The arbitrator will have exclusive authority to resolve any dispute relating to arbitrability and/or enforceability of this arbitration provision, including any unconscionability challenge or any other challenge that the arbitration provision or the agreement is void, voidable, or otherwise invalid. The arbitrator will be empowered to grant whatever relief would be available in a court under law or in equity. Any award of the arbitrator(s) will be final and binding on each of the parties and may be entered as a judgment in any court of competent jurisdiction.
Parties will be responsible for paying any individual consumer’s arbitration fees. If Party shall prevail on any claim that affords the prevailing Party’s attorneys’ fees, the arbitrator may award reasonable fees to you under the standards for fee shifting provided by law.

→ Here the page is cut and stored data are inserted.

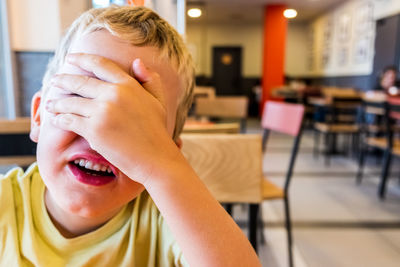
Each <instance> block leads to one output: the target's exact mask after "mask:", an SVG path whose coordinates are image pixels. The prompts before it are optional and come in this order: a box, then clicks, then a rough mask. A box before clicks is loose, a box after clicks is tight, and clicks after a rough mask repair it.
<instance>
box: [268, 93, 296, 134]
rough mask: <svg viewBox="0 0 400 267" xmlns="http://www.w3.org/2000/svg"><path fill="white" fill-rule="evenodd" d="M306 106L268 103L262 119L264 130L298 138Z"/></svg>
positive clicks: (293, 104)
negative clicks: (264, 129)
mask: <svg viewBox="0 0 400 267" xmlns="http://www.w3.org/2000/svg"><path fill="white" fill-rule="evenodd" d="M303 116H304V106H303V105H301V104H289V103H283V102H274V101H267V102H266V103H265V105H264V111H263V115H262V119H261V126H262V128H263V129H269V130H272V131H276V132H280V133H285V134H289V135H292V136H297V135H298V134H299V132H300V128H301V125H302V122H303Z"/></svg>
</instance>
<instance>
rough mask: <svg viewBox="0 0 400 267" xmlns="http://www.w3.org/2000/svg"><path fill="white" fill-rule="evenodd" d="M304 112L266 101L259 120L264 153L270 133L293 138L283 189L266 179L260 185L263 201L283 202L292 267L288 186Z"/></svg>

(c) Participant may elect to pursue your claim in small-claims court rather than arbitration if they provide Company with written notice of your intention to do so within 60 days of your purchase. The arbitration or small-claims court proceeding will be limited solely to the individual dispute or controversy.
(d) Participant agrees to an arbitration on an individual basis. In any dispute, NEITHER PARTICIPANT NOR COMPANY WILL BE ENTITLED TO JOIN OR CONSOLIDATE CLAIMS BY OR AGAINST OTHER CUSTOMERS IN COURT OR IN ARBITRATION OR OTHERWISE PARTICIPATE IN ANY CLAIM AS A CLASS REPRESENTATIVE, CLASS MEMBER OR IN A PRIVATE ATTORNEY GENERAL CAPACITY. The arbitral tribunal may not consolidate more than one person’s claims, and may not otherwise preside over any form of a representative or class proceeding. The arbitral tribunal has no power to consider the enforceability of this class arbitration waiver and any challenge to the class arbitration waiver may only be raised in a court of competent jurisdiction.]
14. Severability. If any provision of this arbitration agreement is found unenforceable, the unenforceable provision will be severed and the remaining arbitration terms will be enforced
15. Entire Agreement; Waiver
This Agreement constitutes the entire agreement between Participant and the Company and supersedes all prior and contemporaneous agreements, representations, and understandings between the Parties. No waiver of any of the provisions of the Agreement by Company shall be deemed, or shall constitute, a waiver of any other provision, whether or not similar, nor shall any waiver constitute a continuing waiver. No waiver shall be binding unless executed in writing by Company.
16. Effect of Headings
The subject headings of the paragraphs of the Agreement are included for convenience only and shall not affect the construction or interpretation of any of its provisions.
If any term, provision, covenant, or condition of the Agreement is held by an arbitrator or court of competent jurisdiction to be invalid, void, or unenforceable, the rest of the Agreement shall remain in full force and effect and shall in no way be affected, impaired, or invalidated.
18. Acknowledgement of Terms. Member purchase and participation serve as an acknowledgment that they have read and understood this document and what it means with respect to their participation, as well as an agreement to the terms therein. Member warrants, represents, and agrees that they have the full power and authority to enter into this agreement; and have obtained all necessary permissions or licenses from any necessary individuals or organizations prior to the Member’s participation.